No había manera de que levantara la vista de su cometido.
— Tienes una habitación muy bonita y la cama es genial — me tensé tan pronto terminé de pronunciar estas palabras. No quería que pensara en una connotación s****l cuando le mencioné su cama.
— ¿Genial? — sonrió.
Parecía medio idiota con mis comentarios, pero la situación no me dejaba discurrir hacia nada inteligente.
— ¿Tú también ves la tele desde la cama? — otra vez volví a pronunciar la maldita palabra cuando vi el LED reflejado en el espejo—. Lo digo porque yo sí que lo hago.

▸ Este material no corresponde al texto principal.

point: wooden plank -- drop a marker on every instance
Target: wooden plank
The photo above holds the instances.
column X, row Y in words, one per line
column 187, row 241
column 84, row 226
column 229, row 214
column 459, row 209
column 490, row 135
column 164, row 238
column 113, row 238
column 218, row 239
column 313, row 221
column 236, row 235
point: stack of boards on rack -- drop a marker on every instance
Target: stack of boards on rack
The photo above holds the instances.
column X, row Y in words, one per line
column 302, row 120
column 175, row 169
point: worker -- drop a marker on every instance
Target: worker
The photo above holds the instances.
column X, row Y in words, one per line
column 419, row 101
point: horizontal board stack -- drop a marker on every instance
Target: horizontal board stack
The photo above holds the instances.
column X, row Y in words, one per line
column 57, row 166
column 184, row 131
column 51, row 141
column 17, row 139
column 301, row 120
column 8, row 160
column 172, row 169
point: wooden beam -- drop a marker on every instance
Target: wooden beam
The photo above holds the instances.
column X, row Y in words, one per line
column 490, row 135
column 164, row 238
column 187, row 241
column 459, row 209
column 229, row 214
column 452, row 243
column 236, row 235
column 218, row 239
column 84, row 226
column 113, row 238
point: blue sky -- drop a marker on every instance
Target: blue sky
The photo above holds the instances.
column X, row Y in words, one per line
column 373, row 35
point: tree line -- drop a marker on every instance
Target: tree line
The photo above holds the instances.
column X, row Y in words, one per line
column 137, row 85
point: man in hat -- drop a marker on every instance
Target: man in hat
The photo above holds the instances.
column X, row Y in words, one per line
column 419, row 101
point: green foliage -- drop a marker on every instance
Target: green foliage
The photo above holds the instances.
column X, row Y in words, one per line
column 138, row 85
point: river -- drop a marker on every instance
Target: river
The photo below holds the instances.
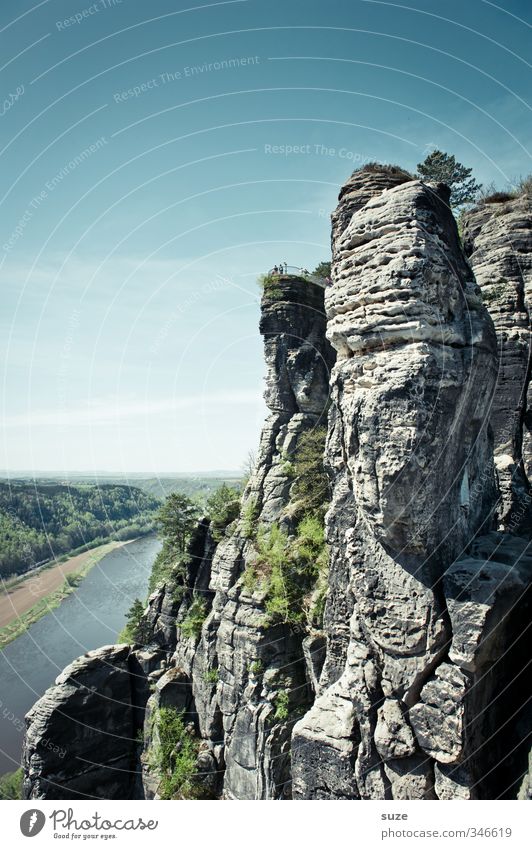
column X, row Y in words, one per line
column 91, row 617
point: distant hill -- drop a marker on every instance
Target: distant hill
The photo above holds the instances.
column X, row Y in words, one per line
column 44, row 519
column 198, row 487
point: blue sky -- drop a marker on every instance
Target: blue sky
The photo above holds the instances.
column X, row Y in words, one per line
column 149, row 175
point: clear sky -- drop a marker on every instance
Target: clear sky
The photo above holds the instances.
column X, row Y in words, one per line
column 146, row 182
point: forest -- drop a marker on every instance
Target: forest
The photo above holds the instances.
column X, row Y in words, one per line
column 44, row 520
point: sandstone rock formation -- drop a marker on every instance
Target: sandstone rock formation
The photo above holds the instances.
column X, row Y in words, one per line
column 411, row 454
column 498, row 242
column 413, row 684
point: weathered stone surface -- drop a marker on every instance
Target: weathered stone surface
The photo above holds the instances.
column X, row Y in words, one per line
column 417, row 687
column 393, row 735
column 498, row 243
column 81, row 737
column 411, row 456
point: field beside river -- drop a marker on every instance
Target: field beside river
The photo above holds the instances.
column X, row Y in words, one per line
column 25, row 602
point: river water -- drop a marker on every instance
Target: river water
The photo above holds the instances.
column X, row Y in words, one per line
column 90, row 617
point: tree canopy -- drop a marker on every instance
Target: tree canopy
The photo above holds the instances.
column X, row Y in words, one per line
column 443, row 167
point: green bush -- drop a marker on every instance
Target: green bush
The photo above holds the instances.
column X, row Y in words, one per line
column 175, row 756
column 323, row 269
column 136, row 629
column 270, row 287
column 11, row 785
column 292, row 570
column 256, row 667
column 250, row 515
column 223, row 507
column 282, row 705
column 194, row 619
column 250, row 579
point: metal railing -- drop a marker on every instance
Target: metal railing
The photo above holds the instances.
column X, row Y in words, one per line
column 294, row 271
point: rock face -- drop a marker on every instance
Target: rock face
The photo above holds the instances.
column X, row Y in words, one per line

No te creas que desde hace mucho, solo desde que David pasa más tiempo en casa. No me suele apetecer verla con ellos en el salón.

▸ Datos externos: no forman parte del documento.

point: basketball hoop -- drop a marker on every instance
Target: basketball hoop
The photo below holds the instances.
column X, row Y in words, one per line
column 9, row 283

Sus ojos me miraron al fin, a pesar de haber comenzado ya con mi otro pecho.
— ¿No te llevas bien con él?
— No lo sé, no me llevo sencillamente.
Quizá estos días en la clínica hemos mejorado.
— No era un reproche, tan solo una pregunta — aclaró interrumpiendo la aplicación.
— Lo sé — dije—. Tampoco me llevo mal. Es el novio de mi madre y yo les dejo a su aire. Pero no puedo verlo como a un padre, si es lo que pretenden. No necesito uno y menos a estas alturas. Aunque en realidad tampoco es que lo pretendan, no lo sé. Es un poco confuso todo. Supongo que querrán casarse, formar una familia y que yo sea parte de ella. Ahí es donde no sé cómo lo voy a hacer. Bueno, sí, yéndome de casa, pero entonces mi madre me diría que no se casa y yo tampoco quiero eso, porque tiene todo el derecho del mundo a hacerlo y ser feliz, infeliz o lo que sea... Total, un rollo.
— Un rollo — repitió. Sin embargo, sonó afligida.
— Toda esta movida por no ponerse una goma aquella noche.
— ¡Kara! — exclamó, pero una risa escapó de su garganta.
— Es verdad lo que digo. Con un condón todo se hubiera solucionado. Yo no estaría aquí y ya no sería ni un problema ni una carga.
— No digas eso, me apuesto el cuello a que tu madre jamás lo ha pensado. Además, de ser así, yo tampoco te hubiera conocido — dijo terminando de cubrir la piel de mi pecho.
— De eso que te libras tú también — me reí—. ¡Por Dios, ya está la cría esta quedada conmigo por aquí otra vez...! — puse los ojos en blanco, como si imitara su reacción cuando me veía aparecer.
— Yo no pienso eso — negó con la cabeza, una sonrisa de medio lado se dibujó en su rostro mientras me observaba.
— ¿Ah, no? ¿Y entonces qué piensas?
— Que eres preciosa, inteligente y divertida. Y que no tienes ni idea de lo que me alegro de que tus padres no utilizaran anticonceptivos aquella noche — dijo mirándome fijamente a los ojos. Después, besó mi hombro desnudo y se levantó de la cama.
El suave beso sobre mi piel me había erizado el vello. Giré la cabeza para seguirla con la mirada hasta que entró en el cuarto de baño. Oí correr el agua. Tenía la mirada fija en el marco blanco de la puerta y me encontré con la suya cuando apareció de nuevo en mi campo de visión, secándose las manos con una toalla. Apoyó el hombro en el marco sin dejar de mirarme.
— Y también pienso... que por qué demonios no tengo veinte años menos...
Lo sabía. No pude quitarme aquella frase de la cabeza durante toda la noche, tampoco pude olvidar la sensualidad que contenía su beso acariciando mi piel desnuda.